Let us switch things up and move to the next day’s shows. It is Halloween and we are in Southampton’s 1865. It is a surprisingly more relaxed feel tonight, though still, excitement hangs in the air. The venues larger capacity means there is a relatively significant increase in the socially distanced audience, the size of the stage and there is a support band too.
Jetski Babylon, dressed for the night as a variety of menacing characters, delivered a slick set of strident alt-rock. Olly Tilt’s vocals are impressive throughout and their songs are packed with attention-grabbing anthemic sounds all delivered unpretentiously and with lots of heart. If you’re going to check out one track make it Porcelain, after which you will want to hear more.
Several sizes bigger than last night’s stage it gives Gould the perfect new playground in which to strut, flounce and pose. All of which is done with such a joyful exuberance it is impossible not to be so invested in that feeling: after so many months of real despair, it is a dizzying high, we all need.
“Boy you look like death, but healthy guys are such an eyesore” Damn how is that for a glorious line!
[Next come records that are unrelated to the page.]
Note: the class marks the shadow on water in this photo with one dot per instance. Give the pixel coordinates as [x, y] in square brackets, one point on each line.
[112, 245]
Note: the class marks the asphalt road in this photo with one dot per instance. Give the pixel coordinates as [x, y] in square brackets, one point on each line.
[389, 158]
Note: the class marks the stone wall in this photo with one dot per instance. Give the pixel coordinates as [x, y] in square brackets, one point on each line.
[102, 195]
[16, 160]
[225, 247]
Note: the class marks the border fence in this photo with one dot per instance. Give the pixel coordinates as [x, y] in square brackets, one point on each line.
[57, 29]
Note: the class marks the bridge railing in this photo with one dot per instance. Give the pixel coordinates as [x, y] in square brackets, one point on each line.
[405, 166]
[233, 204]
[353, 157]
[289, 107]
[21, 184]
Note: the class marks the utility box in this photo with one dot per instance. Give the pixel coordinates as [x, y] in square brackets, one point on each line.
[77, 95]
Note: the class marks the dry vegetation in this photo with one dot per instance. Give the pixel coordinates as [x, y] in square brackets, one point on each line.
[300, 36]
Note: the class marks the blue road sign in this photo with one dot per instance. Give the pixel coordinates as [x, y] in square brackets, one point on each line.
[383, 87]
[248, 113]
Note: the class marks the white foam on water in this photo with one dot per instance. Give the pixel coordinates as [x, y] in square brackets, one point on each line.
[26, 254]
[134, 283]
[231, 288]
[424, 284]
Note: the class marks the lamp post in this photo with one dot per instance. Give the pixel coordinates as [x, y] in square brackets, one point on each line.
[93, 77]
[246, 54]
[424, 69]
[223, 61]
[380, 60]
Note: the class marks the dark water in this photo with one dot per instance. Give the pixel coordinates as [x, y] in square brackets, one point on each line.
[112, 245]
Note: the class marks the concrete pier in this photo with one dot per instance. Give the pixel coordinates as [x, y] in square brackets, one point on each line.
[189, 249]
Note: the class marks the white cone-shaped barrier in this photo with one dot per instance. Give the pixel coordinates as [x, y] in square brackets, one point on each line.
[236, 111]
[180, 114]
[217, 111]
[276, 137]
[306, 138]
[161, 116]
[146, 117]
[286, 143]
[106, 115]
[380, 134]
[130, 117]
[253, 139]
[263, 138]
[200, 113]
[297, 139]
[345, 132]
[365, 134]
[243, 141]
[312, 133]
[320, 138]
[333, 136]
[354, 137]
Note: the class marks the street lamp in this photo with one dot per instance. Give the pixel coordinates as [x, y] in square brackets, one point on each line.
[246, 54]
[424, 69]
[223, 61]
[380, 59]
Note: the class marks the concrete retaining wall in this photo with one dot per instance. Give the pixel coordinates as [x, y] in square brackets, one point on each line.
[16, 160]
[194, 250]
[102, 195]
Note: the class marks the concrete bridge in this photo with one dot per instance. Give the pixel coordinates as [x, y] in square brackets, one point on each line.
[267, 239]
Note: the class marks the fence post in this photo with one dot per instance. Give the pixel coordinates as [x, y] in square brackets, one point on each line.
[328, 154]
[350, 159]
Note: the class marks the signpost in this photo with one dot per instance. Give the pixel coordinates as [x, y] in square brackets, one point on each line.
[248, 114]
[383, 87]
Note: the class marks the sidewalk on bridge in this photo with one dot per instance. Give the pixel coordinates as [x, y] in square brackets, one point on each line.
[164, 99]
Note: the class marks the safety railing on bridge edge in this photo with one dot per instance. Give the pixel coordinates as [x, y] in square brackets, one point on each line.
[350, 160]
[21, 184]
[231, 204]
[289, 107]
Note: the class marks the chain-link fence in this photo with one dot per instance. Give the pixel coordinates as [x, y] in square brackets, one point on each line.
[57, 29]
Eyesore possesses a striking cinematic narrative that live is escalated way beyond the recorded version. Gould bounds around his stage pointing into the void and grinning as he story tells of ill-fated love, suicide pacts and Peg Entwistle’s final swan dive. The chorus so utter stimulating an enraptured singalong with the entire venue, during each show both in Southampton and London.
Our encore throughout this weekend has been Throat and the band’s first release Destroy Me both deliver that instant fix of anthemic bombast. Everyone is following Gould as he wraps his skeleton gloved hand around his throat, everyone singing along with him. The final song as always comes too soon and so much more so this weekend. Starved of live music for so many months and the knowledge that the country is heading into another lockdown no one lets the moment pass without throwing their all in. Reynold’s eyes closed and head high thrashes each chord like life depends on it. Gould fills the high ceiling room with every note he expels as the final sound hangs in the air the audience in Southampton like that of New Cross the night before thanks Salem with near-deafening appreciation.
Salem, skilfully marry beautiful melodies, quirky harmonies with exuberant poppy ferocity to create perfectly deliciously lovable darkwave punk rock songs that are enjoyable. Their live performance is a frenzied whirlpool of emotions that possesses all those trills that take place in the dark. Ultimately, Salem are a band enchantingly endearing and devilishly delightful in equal parts. However, it would be wrong to undersell or underestimate their quality by labelling them a lockdown folly or side-project: they are already way more than these characterisations allows them to be.